ANI | Updated: Sep 21, 2018 00:41 IST

New Delhi [India], Sep 21 (ANI): Despite an ever growing debt, China's economy has been steadily expanding in size and strength. The question is, for how much longer?
According to a report, titled 'R.I.P Chinese Exceptionalism?' published in Project Syndicate, authored by former chief economic advisor to the Indian Government- Arvind Subramanian, and Director of JH Consulting- Josh Felman, China's growing economy has, over the years, disobeyed a range of economic laws. One of them is the Stein's Law, according to which, something which cannot go on forever, will, eventually, come to a stop. China's debt accumulation, however, does not seem to be slowing down.
Statistics from the International Monetary Fund indicate that China's corporate, government, and household debt has added around USD 23 trillion in the past decade, while its debt-GDP ratio has increased by around 100 percentage points. Those are figures border-lining financial crisis.
Although China has used some of that debt to enhance industries and infrastructure, a major chunk has been utilised for aiding loss-making public enterprises and investing in public facilities and housing.
Another economic law that China stands guilty of violating is that accumulating extensive surplus capacity leads to dwindling investments and GDP growth, which in turn leads to financial instability if early warning signs are not worked on.
However, although China's GDP growth rate has slacked of late, investments in the country remain undeterred, with there being no pressure on the banking system as well.
An explanation for this stability lies in China's large domestic savings and foreign exchange reserves, the latter being over $3 trillion, which can cushion any impending financial stress. The country's strong balance sheet can be used to relieve and revive unsuccessful financial firms, thus avert any danger in that sector.

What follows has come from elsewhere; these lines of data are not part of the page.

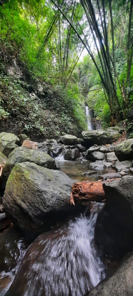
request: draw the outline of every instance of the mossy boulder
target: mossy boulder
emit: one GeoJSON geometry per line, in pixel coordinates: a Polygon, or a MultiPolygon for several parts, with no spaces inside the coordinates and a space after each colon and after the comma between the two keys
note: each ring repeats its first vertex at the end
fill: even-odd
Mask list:
{"type": "Polygon", "coordinates": [[[85,131],[82,135],[84,143],[87,147],[92,145],[104,145],[111,144],[113,141],[117,140],[120,134],[117,131],[111,129],[97,130],[96,131],[85,131]]]}
{"type": "Polygon", "coordinates": [[[16,164],[7,183],[6,213],[28,236],[35,237],[50,227],[70,202],[73,183],[59,170],[27,162],[16,164]]]}
{"type": "Polygon", "coordinates": [[[4,132],[0,133],[0,151],[7,157],[20,144],[19,139],[14,133],[4,132]]]}
{"type": "Polygon", "coordinates": [[[49,169],[57,169],[54,160],[45,152],[24,147],[16,148],[9,155],[3,168],[1,176],[2,191],[4,191],[6,183],[13,168],[17,163],[26,161],[34,163],[40,166],[45,166],[49,169]]]}
{"type": "Polygon", "coordinates": [[[0,165],[4,165],[7,160],[7,157],[0,151],[0,165]]]}
{"type": "Polygon", "coordinates": [[[119,144],[116,147],[115,154],[120,161],[133,158],[133,139],[128,139],[119,144]]]}
{"type": "Polygon", "coordinates": [[[61,143],[65,145],[75,145],[76,144],[80,144],[81,139],[79,139],[75,136],[72,135],[64,135],[60,137],[61,143]]]}

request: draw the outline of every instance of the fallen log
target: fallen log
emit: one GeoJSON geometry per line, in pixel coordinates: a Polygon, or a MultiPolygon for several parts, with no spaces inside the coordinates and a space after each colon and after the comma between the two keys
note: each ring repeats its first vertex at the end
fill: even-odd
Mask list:
{"type": "Polygon", "coordinates": [[[83,181],[74,183],[71,187],[72,192],[71,194],[71,204],[72,203],[74,205],[74,202],[105,202],[105,195],[103,184],[106,181],[83,181]]]}

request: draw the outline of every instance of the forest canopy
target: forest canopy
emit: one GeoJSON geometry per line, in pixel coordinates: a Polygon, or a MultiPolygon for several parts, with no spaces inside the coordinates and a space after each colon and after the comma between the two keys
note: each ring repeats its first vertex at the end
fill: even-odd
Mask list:
{"type": "MultiPolygon", "coordinates": [[[[0,2],[4,60],[19,59],[32,77],[60,92],[81,130],[85,102],[103,127],[111,116],[127,118],[133,102],[133,0],[0,2]]],[[[4,111],[7,118],[10,110],[4,111]]],[[[69,123],[66,111],[62,120],[69,123]]]]}

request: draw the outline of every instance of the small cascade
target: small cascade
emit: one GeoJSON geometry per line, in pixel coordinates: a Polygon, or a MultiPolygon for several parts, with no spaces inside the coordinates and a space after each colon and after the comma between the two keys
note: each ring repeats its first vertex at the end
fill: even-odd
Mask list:
{"type": "Polygon", "coordinates": [[[38,237],[28,250],[8,295],[17,295],[19,285],[22,296],[84,296],[96,286],[105,276],[94,241],[103,207],[93,202],[89,218],[81,215],[38,237]]]}
{"type": "Polygon", "coordinates": [[[66,161],[64,159],[64,157],[63,154],[63,152],[61,152],[61,153],[60,154],[59,154],[59,155],[57,157],[55,157],[55,159],[56,159],[57,160],[58,160],[58,161],[66,161]]]}
{"type": "Polygon", "coordinates": [[[90,131],[92,131],[93,129],[92,128],[91,122],[90,121],[90,113],[88,107],[87,105],[85,106],[85,115],[87,119],[88,129],[90,131]]]}

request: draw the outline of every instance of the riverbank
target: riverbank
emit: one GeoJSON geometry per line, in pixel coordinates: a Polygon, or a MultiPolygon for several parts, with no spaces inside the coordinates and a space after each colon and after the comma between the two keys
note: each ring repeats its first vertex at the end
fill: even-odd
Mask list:
{"type": "MultiPolygon", "coordinates": [[[[1,296],[17,295],[18,291],[19,296],[84,296],[112,275],[117,258],[133,250],[133,140],[120,143],[121,132],[99,130],[98,137],[98,131],[90,131],[83,132],[82,140],[66,135],[58,143],[51,139],[41,143],[25,135],[0,134],[2,196],[4,191],[1,222],[8,221],[0,234],[1,296]],[[70,205],[74,182],[106,179],[105,203],[89,202],[87,209],[75,200],[75,205],[70,205]]],[[[106,284],[98,289],[103,285],[106,289],[106,284]]]]}

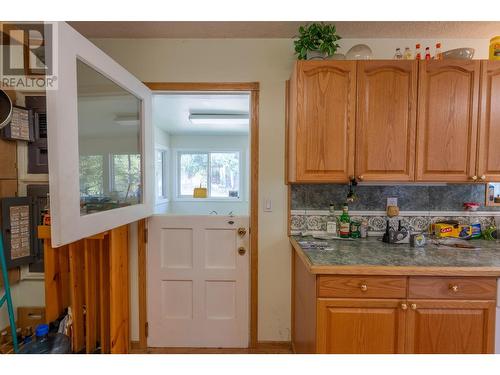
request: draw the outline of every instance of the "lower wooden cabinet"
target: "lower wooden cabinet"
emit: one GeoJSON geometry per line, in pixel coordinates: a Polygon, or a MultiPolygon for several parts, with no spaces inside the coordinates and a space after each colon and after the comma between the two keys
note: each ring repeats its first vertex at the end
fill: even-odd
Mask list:
{"type": "Polygon", "coordinates": [[[311,274],[295,255],[297,353],[495,352],[496,277],[311,274]]]}
{"type": "Polygon", "coordinates": [[[408,305],[407,353],[494,352],[495,302],[410,300],[408,305]]]}
{"type": "Polygon", "coordinates": [[[404,353],[402,305],[392,299],[318,299],[317,353],[404,353]]]}

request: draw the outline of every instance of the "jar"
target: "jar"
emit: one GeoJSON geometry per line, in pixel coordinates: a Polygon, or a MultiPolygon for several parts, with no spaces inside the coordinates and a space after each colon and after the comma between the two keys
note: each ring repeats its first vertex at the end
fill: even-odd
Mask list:
{"type": "Polygon", "coordinates": [[[490,60],[500,60],[500,36],[490,40],[490,60]]]}

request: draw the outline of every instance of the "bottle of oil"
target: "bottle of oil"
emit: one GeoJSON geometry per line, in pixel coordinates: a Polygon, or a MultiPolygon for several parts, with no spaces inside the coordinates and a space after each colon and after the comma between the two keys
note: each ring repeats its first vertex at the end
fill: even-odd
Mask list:
{"type": "Polygon", "coordinates": [[[351,230],[351,218],[349,217],[349,206],[344,203],[342,207],[342,215],[340,215],[340,231],[339,236],[342,238],[349,238],[351,230]]]}

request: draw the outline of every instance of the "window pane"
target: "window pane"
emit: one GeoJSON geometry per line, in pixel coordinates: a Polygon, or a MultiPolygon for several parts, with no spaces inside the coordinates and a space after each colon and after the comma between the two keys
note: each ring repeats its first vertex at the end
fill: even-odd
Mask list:
{"type": "Polygon", "coordinates": [[[141,155],[113,155],[113,200],[125,204],[140,202],[141,155]]]}
{"type": "Polygon", "coordinates": [[[80,60],[76,73],[80,214],[140,203],[142,102],[80,60]],[[108,161],[110,154],[125,155],[108,161]],[[105,155],[106,162],[88,155],[105,155]]]}
{"type": "Polygon", "coordinates": [[[164,198],[165,191],[163,190],[163,151],[156,150],[156,159],[155,159],[155,178],[156,178],[156,196],[157,198],[164,198]]]}
{"type": "Polygon", "coordinates": [[[104,156],[80,156],[80,197],[100,197],[104,194],[104,156]]]}
{"type": "Polygon", "coordinates": [[[210,154],[210,196],[240,196],[240,154],[216,152],[210,154]]]}
{"type": "Polygon", "coordinates": [[[180,154],[180,195],[193,196],[195,187],[207,187],[208,154],[180,154]]]}

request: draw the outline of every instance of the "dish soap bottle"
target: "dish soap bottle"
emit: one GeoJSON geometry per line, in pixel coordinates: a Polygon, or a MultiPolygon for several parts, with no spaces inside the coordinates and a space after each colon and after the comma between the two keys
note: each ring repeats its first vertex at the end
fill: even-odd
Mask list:
{"type": "Polygon", "coordinates": [[[333,203],[330,203],[329,208],[330,214],[328,215],[328,219],[326,222],[326,233],[337,235],[337,218],[335,217],[335,206],[333,203]]]}
{"type": "Polygon", "coordinates": [[[349,238],[349,231],[351,228],[351,218],[349,217],[349,206],[344,203],[342,207],[342,215],[340,215],[340,231],[339,236],[341,238],[349,238]]]}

Political intervention also helps China maintain its economy, such as official constraints on outgoing foreign exchange.
China's economy is now facing the prospects of facing new obstacles, including the US-China trade war, the resistance in the One Belt, One Road Initiative (BRI) and toughening global financial conditions, especially in the US.
US President Donald Trump recently sanctioned tariffs on an additional USD 200 billion worth of Chinese goods, almost 15 per cent of China's total exports to the US. China's response to the same have been rather reconciling, a reflection of their growing vulnerability.
The second problem is the fact that China's mercantilism (country trying to amass wealth through trade with other countries) policies has recently come under attack. During the 1990s and 2000s China's export industry expanded exponentially as it allowed its currency to become undervalued.
China has adopted other these policies through a different approach, particularly the BRI, although it has come under fire both politically and economically. Sri Lanka, Myanmar, Malaysia, all recipients of Chinese loans as part of the BRI, has called it out for its neo-imperialism tactics.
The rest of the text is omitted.